Río Cuarto | Factory | Agustín Carmargo |

"Cuando me desperté estaba toda dolorida, me sentía sucia y tenía la ropa interior con sangre"

El 15 de marzo de 2019, la joven L.M. quedó en la puerta del pub con signos de haber sido forzada a tener sexo. Esto fue lo que relató a Puntal antes de que imputaran a Camargo

A comienzos de febrero de este año, L.M., la joven de 20 años que denunció en la Justicia haber sido dopada y abusada sexualmente a la salida de Factory, relató públicamente lo que vivió esa noche y la impotencia que sentía porque hasta ese momento la Justicia no había avanzado en la causa.

Hoy, Agustín Carmargo, el hombre de 27 años que ella denunció, ya está imputado de abuso sexual con acceso carnal y aquel testimonio que L.M. compartió con el periodista de Puntal cobra nuevo valor.

Contó que le dieron de tomar un trago y, después de eso, perdió la conciencia. A las 3 de la mañana estaba tirada junto a una verja, a pocos metros de la entrada de Factory, sin saber qué le pasaba. Su cuerpo había dejado una mancha de sangre en el piso, tenía rota la ropa interior y la pequeña cartera que le había usado a su madre tenía la tira cortada.

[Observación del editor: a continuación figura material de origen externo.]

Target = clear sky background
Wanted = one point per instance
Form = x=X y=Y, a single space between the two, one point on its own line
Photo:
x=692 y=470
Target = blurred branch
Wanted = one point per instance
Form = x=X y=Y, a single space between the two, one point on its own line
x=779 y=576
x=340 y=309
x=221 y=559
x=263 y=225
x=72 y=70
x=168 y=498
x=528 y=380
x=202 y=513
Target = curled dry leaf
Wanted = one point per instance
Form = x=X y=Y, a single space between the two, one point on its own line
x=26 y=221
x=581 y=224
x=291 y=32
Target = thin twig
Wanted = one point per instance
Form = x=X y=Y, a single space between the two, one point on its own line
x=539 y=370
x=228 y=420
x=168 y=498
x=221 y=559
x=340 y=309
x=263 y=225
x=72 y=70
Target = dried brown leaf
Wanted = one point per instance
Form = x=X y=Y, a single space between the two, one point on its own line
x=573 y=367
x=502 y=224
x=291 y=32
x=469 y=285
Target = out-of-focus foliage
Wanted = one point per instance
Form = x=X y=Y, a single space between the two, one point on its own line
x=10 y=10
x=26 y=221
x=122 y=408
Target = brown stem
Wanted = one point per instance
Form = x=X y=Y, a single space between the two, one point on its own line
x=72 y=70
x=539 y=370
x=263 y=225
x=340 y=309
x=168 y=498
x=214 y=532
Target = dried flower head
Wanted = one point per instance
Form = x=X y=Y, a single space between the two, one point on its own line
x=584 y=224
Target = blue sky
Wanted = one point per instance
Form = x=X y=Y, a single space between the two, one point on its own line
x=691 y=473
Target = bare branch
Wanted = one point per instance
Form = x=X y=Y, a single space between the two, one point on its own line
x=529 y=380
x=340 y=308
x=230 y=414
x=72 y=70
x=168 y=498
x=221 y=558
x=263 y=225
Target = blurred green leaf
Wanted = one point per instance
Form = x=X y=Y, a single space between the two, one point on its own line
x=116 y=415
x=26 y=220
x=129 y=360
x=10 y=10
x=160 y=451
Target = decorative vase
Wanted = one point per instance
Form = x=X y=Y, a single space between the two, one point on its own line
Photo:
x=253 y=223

Lo que sigue es un tramo de aquella entrevista, en el estudio de su abogada.

-¿Qué imágenes conservás?

-Tomé ese vaso de fernet y no me acuerdo de nada. Sólo tengo flashes, pequeñas imágenes en mi cabeza. Se me hizo una nebulosa. Algo que nunca me sucedió antes. Recién empezaba la noche, no había consumido tanto ni había hecho mezclas como para que la mente se me pusiera en blanco. Fue algo repentino. No me dio tiempo de avisar a mis amigas.

-¿Qué es lo primero que recordás luego de eso?

-Lo primero que yo tengo presente en mi cabeza es que necesitaba algún conocido que me ayude. Era la hora en que todos estaban saliendo del boliche, las 5 de la mañana. Me vi sola enfrente del boliche y quería encontrar a alguien que me llevara a mi casa. Seguía obnubilada, recién empecé a recobrar la conciencia a las diez u once de la mañana, cuando ya estaba en mi casa. Después me vienen flashes, veo que me bajan del VIP a la pista central, que uno de los chicos me lleva a un pasillo donde hay un depósito. Es un lugar donde ya no llega la luz de la pista. Después me saca del boliche. No podía caminar, me llevaba colgando. Ya afuera me golpeo la cabeza contra el piso, en la entrada de una casa, a la vuelta de Factory. Lo próximo que recuerdo es que llegó un patrullero.

-¿Qué hiciste cuando llegaste a tu casa?

-Cuando me desperté estaba toda dolorida, me ardía la espalda, todo el cuerpo. Me sentía sucia, tenía rota la ropa interior y con sangre. El sobre no tenía plata ni nada. La campera estaba llena de pasto y de barro. Tenía raspaduras en la espalda como si me hubieran arrastrado. No me acordaba de nada, me metí a bañarme. Desde el teléfono de una amiga le hablé a la chica que me había sacado el celular. Cuando lo fui a buscar pude hablar con esas chicas y ellas en tono de risa me contaron lo que había pasado: dijeron que me había ido con uno de sus amigos, que estaba re-pasada, que había estado con él en la entrada de una casa a la vuelta de Factory, y se reían de esa foto que me sacaron. Se reían de las marcas de manos que tenía en el cuello, la espalda, se tomaron todo como una joda. Se burlaban y aún hoy se siguen burlando.